Simple RegEx Table For Google Tag Manager
When our good friends in the Google Tag Manager developer team first introduced the Lookup Table Macro, we were excited. For many of us, it soon became the weapon of choice especially when used as a management and optimization tool for the container itself.
However, the macro wasn’t considered perfect. In fact, the most frequently heard request had to do with the core functionality of the feature itself: the macro should support operations, that is, predicate logic. It’s not enough to just have equal match lookups; people wanted support for operations such as “is x larger than y” or “does y contain x”.
The thing is, I don’t agree with changing the Lookup Table Macro to support these types of operations. Sure, a table whose values you can query with more complex operations than simple lookups would be awesome, but it wouldn’t be a lookup table anymore. We’d need a different variable type for those use cases.
The Simmer Newsletter
Subscribe to the Simmer newsletter to get the latest news and content from Simo Ahava into your email inbox!
Look it up!
Even though I’m a product of the unsurpassed Finnish education system, I suck at ornithology. So you’ll excuse me for the following, clumsy metaphor.

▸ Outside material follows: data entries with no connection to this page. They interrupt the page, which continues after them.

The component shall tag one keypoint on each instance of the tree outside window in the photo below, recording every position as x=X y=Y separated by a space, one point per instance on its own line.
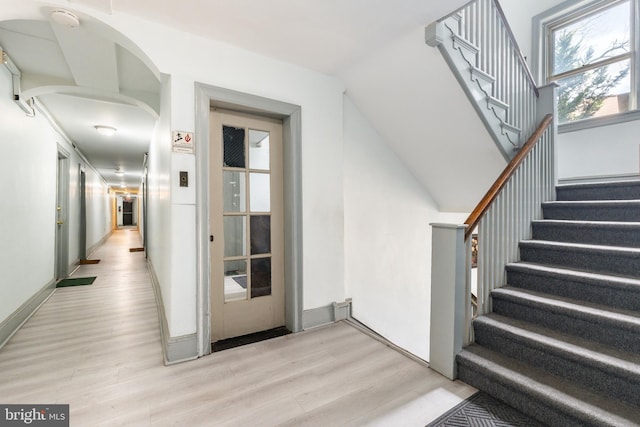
x=591 y=60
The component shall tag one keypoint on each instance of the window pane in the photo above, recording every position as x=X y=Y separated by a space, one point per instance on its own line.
x=235 y=187
x=235 y=232
x=233 y=142
x=260 y=234
x=595 y=93
x=258 y=149
x=235 y=280
x=260 y=191
x=599 y=36
x=260 y=277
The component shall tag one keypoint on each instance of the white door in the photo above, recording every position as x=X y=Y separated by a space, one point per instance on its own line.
x=246 y=223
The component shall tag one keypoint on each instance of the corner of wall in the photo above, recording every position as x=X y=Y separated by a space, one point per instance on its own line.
x=175 y=349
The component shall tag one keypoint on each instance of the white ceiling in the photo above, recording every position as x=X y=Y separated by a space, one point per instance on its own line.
x=371 y=45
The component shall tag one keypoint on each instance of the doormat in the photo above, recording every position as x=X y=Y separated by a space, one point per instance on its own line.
x=79 y=281
x=249 y=339
x=483 y=410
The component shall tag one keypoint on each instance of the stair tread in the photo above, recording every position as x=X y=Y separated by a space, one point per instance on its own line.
x=579 y=308
x=584 y=246
x=612 y=202
x=613 y=183
x=573 y=347
x=619 y=281
x=551 y=390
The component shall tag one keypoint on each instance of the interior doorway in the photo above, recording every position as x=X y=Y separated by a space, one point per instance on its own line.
x=247 y=224
x=62 y=204
x=82 y=245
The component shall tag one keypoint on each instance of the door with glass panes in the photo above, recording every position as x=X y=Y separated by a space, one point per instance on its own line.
x=246 y=223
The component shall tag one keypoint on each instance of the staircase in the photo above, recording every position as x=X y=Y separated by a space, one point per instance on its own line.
x=563 y=341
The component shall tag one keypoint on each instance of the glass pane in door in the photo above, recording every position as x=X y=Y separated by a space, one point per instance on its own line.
x=235 y=191
x=259 y=192
x=233 y=143
x=260 y=234
x=258 y=149
x=235 y=236
x=235 y=280
x=260 y=277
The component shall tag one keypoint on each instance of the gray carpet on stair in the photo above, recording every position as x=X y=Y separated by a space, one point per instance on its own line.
x=562 y=343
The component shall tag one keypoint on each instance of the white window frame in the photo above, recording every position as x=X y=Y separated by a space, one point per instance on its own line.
x=571 y=9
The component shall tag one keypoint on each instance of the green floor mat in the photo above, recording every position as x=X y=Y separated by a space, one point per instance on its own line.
x=75 y=282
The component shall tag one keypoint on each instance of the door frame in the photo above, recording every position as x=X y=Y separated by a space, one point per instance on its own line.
x=62 y=201
x=208 y=97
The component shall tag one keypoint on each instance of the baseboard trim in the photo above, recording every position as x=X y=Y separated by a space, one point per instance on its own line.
x=373 y=334
x=14 y=322
x=599 y=179
x=174 y=349
x=321 y=316
x=92 y=249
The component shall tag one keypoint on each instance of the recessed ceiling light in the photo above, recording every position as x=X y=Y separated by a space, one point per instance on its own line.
x=105 y=130
x=65 y=18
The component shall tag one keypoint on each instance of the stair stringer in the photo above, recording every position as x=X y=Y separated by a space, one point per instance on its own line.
x=461 y=56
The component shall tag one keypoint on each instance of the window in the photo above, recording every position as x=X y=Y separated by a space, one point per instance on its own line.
x=590 y=52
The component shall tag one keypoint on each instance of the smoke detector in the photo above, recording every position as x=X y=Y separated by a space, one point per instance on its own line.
x=65 y=18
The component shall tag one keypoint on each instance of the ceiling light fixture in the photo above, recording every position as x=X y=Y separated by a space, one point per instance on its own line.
x=65 y=18
x=105 y=130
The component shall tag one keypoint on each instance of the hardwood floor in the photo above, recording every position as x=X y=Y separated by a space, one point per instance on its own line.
x=98 y=349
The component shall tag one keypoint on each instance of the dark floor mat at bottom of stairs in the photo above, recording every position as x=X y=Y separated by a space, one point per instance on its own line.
x=483 y=410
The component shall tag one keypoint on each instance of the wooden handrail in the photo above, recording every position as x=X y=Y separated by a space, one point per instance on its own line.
x=511 y=36
x=502 y=180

Consider the homing pigeon. It has an intimate knowledge of a location, and it flies to that location. If there is nothing there, it gets confused and poops. If it does find a recipient or a message, it does its thing and coos happily.

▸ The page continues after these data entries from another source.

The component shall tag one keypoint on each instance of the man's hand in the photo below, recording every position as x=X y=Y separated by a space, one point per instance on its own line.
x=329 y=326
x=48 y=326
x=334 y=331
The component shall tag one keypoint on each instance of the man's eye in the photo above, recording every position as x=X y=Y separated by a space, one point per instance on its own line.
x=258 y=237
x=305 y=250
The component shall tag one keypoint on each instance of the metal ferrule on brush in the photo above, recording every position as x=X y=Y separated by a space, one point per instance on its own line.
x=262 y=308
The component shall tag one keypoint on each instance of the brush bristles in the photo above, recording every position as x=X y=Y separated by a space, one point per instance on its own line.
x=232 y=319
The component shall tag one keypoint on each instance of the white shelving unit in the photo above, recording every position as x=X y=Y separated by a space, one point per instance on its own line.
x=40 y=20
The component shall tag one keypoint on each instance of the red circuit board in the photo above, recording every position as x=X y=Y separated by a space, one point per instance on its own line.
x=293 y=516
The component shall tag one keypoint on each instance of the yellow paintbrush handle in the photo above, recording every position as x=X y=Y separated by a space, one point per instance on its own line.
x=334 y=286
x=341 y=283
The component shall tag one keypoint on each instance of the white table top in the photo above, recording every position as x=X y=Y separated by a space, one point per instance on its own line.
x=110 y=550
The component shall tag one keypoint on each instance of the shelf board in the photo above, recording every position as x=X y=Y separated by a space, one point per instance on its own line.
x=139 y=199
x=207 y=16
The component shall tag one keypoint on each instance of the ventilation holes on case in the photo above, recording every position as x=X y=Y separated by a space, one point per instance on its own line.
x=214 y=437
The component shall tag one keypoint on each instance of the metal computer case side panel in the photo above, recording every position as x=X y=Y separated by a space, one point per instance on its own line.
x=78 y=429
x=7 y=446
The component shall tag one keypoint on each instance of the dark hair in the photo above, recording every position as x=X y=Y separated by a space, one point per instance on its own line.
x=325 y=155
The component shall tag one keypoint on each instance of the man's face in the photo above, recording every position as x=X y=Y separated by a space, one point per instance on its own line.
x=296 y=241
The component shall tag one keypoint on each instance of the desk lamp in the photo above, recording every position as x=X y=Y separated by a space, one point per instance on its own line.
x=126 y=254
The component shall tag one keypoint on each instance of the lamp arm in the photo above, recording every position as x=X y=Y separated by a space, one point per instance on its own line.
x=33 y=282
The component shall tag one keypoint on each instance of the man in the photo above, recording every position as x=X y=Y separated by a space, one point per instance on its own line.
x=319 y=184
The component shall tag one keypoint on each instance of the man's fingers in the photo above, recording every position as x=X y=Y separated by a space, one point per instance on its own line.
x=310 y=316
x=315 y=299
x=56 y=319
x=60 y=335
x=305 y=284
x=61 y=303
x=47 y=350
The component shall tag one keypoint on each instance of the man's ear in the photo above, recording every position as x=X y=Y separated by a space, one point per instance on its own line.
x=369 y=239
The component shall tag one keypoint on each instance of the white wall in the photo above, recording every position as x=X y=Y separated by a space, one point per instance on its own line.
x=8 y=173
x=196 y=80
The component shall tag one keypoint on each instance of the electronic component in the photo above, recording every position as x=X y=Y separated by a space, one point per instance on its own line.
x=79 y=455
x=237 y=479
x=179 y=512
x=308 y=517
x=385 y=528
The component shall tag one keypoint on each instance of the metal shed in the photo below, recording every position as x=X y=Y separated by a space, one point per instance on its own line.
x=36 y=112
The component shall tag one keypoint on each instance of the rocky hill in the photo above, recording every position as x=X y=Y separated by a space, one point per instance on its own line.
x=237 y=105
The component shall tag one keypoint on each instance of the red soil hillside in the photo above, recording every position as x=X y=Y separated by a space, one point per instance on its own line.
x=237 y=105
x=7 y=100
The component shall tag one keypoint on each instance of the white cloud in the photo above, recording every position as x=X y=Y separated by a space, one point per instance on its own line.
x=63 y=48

Well, when you have a lookup table, it’s the same thing. You use a variable reference to pinpoint to a specific cell in a table. If this cell exists, any value stored within is returned. If the cell doesn’t exist, the script gets confused and poops an undefined or an error.
This is what makes lookup tables so incredibly efficient. It’s all based on binary logic.
There are no complex operations, no predicates to be evaluated. It’s just a question of “does table X have a value under label Y”.
If you use a plain object as a lookup table, it’s common to call it an associative array or a hash table, but we’ll call them lookup tables here for clarity.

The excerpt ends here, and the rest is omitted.